科学技術の話とか全然出てこないですし……

「黒いユニコーンねぇ……」


 俺は露店を客の相手をしていたサラさんを見つけ、時間をもらって洞窟での出来事を話した。


「よく道は覚えていないんですけど、広場にハーブが一面に生えていて、真ん中に石が置いてありました。そこでユニコーンに攻撃されて町に戻ってきたんです。サラお姉さんも知らないなら攻略サイトを探すしか無さそうですね」


 約束は約束なので「お姉さん」を名前の後につける。しかし、にやけると思っていたサラさんは表情を崩した様子は無い。

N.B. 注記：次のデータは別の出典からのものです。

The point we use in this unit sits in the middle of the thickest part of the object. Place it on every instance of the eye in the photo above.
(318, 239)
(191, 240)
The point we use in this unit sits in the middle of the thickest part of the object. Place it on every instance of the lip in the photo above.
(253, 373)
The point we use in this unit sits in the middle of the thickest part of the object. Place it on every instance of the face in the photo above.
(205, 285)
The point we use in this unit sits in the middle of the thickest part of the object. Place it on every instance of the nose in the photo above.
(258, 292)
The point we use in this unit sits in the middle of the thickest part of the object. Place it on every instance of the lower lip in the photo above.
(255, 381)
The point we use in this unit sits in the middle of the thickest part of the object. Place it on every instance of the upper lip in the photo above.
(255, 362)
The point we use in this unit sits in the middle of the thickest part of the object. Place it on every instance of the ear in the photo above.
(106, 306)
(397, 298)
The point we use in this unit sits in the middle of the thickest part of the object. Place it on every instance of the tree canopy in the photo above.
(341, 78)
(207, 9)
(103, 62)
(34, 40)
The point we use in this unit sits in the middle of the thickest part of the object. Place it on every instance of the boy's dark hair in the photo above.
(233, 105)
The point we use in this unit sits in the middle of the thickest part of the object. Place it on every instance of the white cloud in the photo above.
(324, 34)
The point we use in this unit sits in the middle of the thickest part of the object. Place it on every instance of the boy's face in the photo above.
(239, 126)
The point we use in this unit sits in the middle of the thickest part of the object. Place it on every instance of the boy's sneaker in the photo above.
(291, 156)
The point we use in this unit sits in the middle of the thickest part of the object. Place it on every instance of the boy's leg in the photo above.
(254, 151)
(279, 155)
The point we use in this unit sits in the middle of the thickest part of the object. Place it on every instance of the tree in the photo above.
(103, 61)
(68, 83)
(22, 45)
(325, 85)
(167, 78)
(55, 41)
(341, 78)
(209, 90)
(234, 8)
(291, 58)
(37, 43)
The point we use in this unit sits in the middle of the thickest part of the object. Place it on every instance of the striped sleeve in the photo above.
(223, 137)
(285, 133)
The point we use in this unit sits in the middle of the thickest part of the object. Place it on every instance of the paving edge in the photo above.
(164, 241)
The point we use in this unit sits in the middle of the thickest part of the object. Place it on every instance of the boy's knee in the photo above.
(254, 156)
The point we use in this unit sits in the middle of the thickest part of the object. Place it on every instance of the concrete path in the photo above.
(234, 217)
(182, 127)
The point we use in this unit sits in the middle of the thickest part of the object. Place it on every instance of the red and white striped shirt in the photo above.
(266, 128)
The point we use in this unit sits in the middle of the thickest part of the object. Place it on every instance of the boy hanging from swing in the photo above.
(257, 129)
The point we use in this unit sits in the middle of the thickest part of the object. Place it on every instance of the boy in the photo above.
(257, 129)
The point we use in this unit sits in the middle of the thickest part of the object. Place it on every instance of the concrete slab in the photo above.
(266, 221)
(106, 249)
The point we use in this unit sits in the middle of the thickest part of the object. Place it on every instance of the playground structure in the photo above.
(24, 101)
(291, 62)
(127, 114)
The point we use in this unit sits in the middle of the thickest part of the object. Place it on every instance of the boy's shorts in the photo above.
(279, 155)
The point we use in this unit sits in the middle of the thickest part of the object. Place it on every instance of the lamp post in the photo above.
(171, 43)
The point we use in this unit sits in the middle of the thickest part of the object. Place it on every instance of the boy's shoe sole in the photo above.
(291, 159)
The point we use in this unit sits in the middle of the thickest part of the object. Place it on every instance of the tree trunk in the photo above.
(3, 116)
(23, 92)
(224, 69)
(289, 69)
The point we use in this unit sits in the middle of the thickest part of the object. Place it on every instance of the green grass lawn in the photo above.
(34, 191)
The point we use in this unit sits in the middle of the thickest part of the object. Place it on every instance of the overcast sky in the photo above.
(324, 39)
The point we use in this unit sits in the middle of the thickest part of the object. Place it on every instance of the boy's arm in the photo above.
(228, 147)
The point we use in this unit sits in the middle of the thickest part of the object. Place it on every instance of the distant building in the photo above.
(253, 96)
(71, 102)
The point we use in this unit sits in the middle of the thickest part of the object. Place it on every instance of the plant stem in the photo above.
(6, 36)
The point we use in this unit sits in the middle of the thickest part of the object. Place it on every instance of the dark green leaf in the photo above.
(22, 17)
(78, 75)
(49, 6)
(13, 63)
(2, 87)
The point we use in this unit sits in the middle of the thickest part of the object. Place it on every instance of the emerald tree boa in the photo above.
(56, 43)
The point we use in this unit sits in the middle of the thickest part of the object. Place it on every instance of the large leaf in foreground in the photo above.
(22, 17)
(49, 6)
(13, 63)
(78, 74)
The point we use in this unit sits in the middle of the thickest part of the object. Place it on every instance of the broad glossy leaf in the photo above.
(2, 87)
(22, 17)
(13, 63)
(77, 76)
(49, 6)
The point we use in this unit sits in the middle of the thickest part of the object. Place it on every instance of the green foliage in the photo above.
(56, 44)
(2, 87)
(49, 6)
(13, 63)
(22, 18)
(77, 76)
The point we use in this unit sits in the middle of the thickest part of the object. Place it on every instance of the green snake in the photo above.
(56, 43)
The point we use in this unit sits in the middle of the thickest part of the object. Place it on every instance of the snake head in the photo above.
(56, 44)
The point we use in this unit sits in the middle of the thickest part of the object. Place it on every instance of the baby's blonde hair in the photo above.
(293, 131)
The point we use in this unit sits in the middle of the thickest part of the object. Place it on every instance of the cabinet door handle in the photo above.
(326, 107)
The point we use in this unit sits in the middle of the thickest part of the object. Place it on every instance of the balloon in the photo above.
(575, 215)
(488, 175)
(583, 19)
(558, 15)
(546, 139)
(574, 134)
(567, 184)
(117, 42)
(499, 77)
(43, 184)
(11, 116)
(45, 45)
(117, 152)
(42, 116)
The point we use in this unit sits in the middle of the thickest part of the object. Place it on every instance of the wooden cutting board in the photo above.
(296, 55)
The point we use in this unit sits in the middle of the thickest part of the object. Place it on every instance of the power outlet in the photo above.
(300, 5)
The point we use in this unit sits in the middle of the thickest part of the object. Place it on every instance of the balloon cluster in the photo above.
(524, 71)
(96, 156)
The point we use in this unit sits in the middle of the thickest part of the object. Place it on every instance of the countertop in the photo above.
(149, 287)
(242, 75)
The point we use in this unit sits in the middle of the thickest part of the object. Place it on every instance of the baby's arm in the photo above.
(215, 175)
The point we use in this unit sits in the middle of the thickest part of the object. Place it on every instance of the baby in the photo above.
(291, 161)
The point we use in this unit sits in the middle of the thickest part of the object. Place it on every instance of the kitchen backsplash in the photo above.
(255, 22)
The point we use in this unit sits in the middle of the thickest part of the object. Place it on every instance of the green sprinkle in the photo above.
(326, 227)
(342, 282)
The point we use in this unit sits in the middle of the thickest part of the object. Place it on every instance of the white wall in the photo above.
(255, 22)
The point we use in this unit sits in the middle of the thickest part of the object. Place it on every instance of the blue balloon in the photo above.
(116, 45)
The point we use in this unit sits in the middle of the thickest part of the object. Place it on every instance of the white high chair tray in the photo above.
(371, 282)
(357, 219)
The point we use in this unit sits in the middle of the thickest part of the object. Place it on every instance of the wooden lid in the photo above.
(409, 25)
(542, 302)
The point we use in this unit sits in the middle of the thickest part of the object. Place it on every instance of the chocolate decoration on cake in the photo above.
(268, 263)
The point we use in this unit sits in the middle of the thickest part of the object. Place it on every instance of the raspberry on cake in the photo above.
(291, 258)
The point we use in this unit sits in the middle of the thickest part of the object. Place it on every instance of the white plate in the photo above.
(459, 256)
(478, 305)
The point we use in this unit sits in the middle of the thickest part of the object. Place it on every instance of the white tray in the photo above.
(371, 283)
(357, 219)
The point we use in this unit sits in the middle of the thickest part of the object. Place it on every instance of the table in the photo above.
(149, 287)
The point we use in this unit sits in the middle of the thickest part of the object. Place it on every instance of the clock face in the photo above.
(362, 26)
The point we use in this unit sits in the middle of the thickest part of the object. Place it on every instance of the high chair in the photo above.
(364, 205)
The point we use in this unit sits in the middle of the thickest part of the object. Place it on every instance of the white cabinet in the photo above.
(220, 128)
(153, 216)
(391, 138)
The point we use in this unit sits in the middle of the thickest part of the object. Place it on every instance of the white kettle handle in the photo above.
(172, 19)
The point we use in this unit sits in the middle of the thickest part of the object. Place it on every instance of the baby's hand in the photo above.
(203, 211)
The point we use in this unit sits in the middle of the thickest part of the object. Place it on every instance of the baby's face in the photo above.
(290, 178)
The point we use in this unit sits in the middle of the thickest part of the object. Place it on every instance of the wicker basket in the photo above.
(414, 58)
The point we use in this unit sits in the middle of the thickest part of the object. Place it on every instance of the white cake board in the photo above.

「私も情報通ってわけじゃないからね。せいぜい、買い物に来たプレイヤーから話を聞くくらいだし。生産プレイヤーに期待しちゃダメだよ。でも……もしかしたら次の町に行くためのイベントなのかもね」


「次の町、ですか?」


「うん。実は、この町からはどこの町とか村にも行けないんだ。何でもポータルの魔力が枯渇したとかなんとか。当然、徒歩で探そうとしたプレイヤーもいたけど途中の道が崩れていたり、見えない障壁に阻まれたそうだよ。みんな進むためのイベント探しで大変みたい」


 なるほど。ならあのユニコーンを倒せば……。いや、倒すところなんて想像つかない。一撃死なんてバランス崩壊もいいとこだ。……一撃死? 負けイベントじゃないか? もしそうなら他に何かあるはず。だがまだ誰も見つけていないのならユニコーンを倒すしか……?

 

 頭の中でぐるぐると考えが駆け巡る。お互いに無言のまま、しばらく時間が過ぎた。


「まぁここで考え込んでても変わらないさ。ログアウトして情報を書き込んでみたらどうかな? もしかしたらそのイベントが関係しているかもしれないからね」


 言われたとおりログアウトしようとして、思いとどまる。もう1つ目的があったんだった。


「あ、これ素材です。とりあえず見つけたハーブは片っ端から持ってきました」


 インベントリから山盛りのハーブを取り出す。サラさんの前にはハーブの小山ができ、目を数度、瞬かせている。


「うわぁ。これはまた大量に持ってきたね。在庫がかなり増えそうだ。代金は少し待って欲しい。この量を一度に払ってしまったら私が文無しになりそうだよ」


 サラさんが苦笑いをしている。さすがに採り過ぎたかも。生産スキルを持ってないから必要な量がわからなかった。そういえばスキルの取得もやっておかないとな。戻るのはスキル屋に行ってからにしよう。


「あ、後で大丈夫です。今からちょっとスキルを見てきてそれからログアウトするので。今度会った時にお願いします」


 助かるよ、と見送ってくれたサラさんに頭を下げ、俺はスキル屋に向かう。職業によって行く店が違い、生産スキルはまた独立して扱っているそうだ。4軒の店があるが、実際にお世話になるのは2軒だけになる。まずは魔道師スキルを扱う店に入ることにした。


 現在のスキルは魔法が2種類のみ。しかもお互いに反発する属性のため、もう1つ別の種類が欲しい。見たところ、残りの属性は雷魔法だけのようだ。


「スキルは雷魔法と……魔力上昇だな」


 魔力の底上げをすれば、結果的に火力の上昇が見込める。魔力の自然回復力を上げるスキルもあって迷ったが、殲滅力をとってみた。ちなみにこの2つで3234パール。いやなんだこの値段。確か雷魔法が2000パールに魔力上昇が1300だったはず。


「そういえば称号見てなかった」


 ステータスから称号の確認をする。『期待の新人』の効果にこの値段の正体があるかもしれない。



 現在の称号:期待の新人

 

 ・売買時に2%のボーナス

 


 やっぱりか。じゃああの枝売った時も、と考えたが桁が違った。さすがに12パールにはボーナスの効果は出なかったんだろう。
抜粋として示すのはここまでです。